DSL dilemma and rock communication

Rick Ryckeley's picture

It was once said by someone much smarter than me, “If a tree falls in the forest and no one is around to hear it, does it make any noise?”

I have a modern version of that old saying. If the phone rings, but the phone line to your house is disconnected, does anyone hear it ringing?

For communication to take place, there must first be a sender of the information and then a receiver. If no one hears what you’re saying, it’s like talking to yourself — or a teenager.

In either case, you really don’t expect an answer. Maybe some mumbling, but no tangible answer. Kinda like when we got back home the other day and I tried to make a phone call, finding myself once again talking to no one.

To save money, The Wife and I have bundled all of our services. Nope, it’s not what you think. Bundled services means the phone line is connected to the cable line, cable line is connected to the DSL line and as I look out the window, everything is now connected to the fast rotating spindle on that ditch-digging machine in the neighbor’s front yard.

That would be the machine that just dug up the cable going to our house as it was burying the cable next door.

What an extremely efficient machine: it tears up something just so it has something to fix. Kinda like politicians.

The last time my communication lines got so tangled was back on Flamingo Street, and I was in Old Ms. Crabtree’s third-grade class.

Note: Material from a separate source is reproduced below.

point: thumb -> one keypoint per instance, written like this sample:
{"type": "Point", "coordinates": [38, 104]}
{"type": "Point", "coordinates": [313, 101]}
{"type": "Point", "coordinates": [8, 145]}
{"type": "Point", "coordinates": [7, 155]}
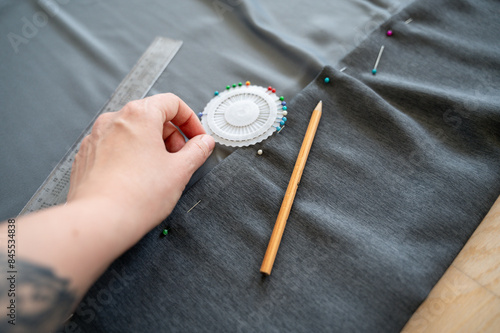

Before text messaging, cell phones, and even pagers, us kids still had a way to communicate with each other: colored rocks. Like most great inventions, using colored rocks to communicate evolved by accident, or more accurately, from one heck of a beating.

Down the Street Bully Brad jumped around the old magnolia tree in front of Candi’s house after school and preceded to pound my face against his fists. This was a common occurrence, so much so that the giant magnolia was commonly referred to as the fighting tree.

I’m not sure, but I think the ensuing beating had something to do with the spitball incident that morning in the library of Mount Olive Elementary school. He must’ve discovered that it was me who ratted him out. A day’s suspension from school sure does make for one really mad bully.

As the kids from school made an impenetrable circle around us, there was no way to escape his fury. Afterwards, he was gone and I lay there bleeding on the rocky ground. From that day forward, whenever any of us saw Bully Brad and his gang lurking around Flamingo Street looking for a fight, we’d place a red rock on top of our mailbox post.

As time passed, we started to use additional colored rocks to disseminate important information. A green rock meant Preston Weston, the rich kid over on the Duke of Gloucester, just got his allowance. We might be able to bum a couple of quarters for a Mister Misty-lime-green-ice cream float from the Seven-Eleven up the street.

Blue meant the Thomas’s pool was opened once again for the summer. A black rock was the sign that the kid at the other end of the driveway was really sick and in bed. A pink rock on the mailbox post meant it was Candi’s house, the most popular and best looking girl on Flamingo Street. No one else had a pink rock but her.

Almost as important as the red rock was the white rock. It signaled that one of us was in trouble with our parents, and if no one intervened, a whooping would happen as soon as the dad got home. We learned early on that if we had company, Dad wouldn’t whoop us. Guess he didn’t want any witnesses.

After a long day of work, an hour listening to not only his kids but two or three additional kids from the neighborhood running around playing in the house, an adult beverage or two, he forgot all about whatever incident mom told him about on the phone.

To say that communication with rocks worked would be an understatement. That is, until we had so many different colored rocks we couldn’t keep them all straight.

With a deadline for the newspaper looming and no DSL, four frantic calls by cell phone later, another machine came and finally fixed the cable that the first machine chewed up. Everything’s back to normal now; in fact, it’s better than ever. Why the first machine couldn’t fix what it destroyed, I don’t know.

In a little more than two months, a new machine will take control of the government. I just hope it can fix all that’s been torn up over the years and make things better than ever. Otherwise I’m gonna put a black rock on my mailbox post, get into bed, and stay there for four years.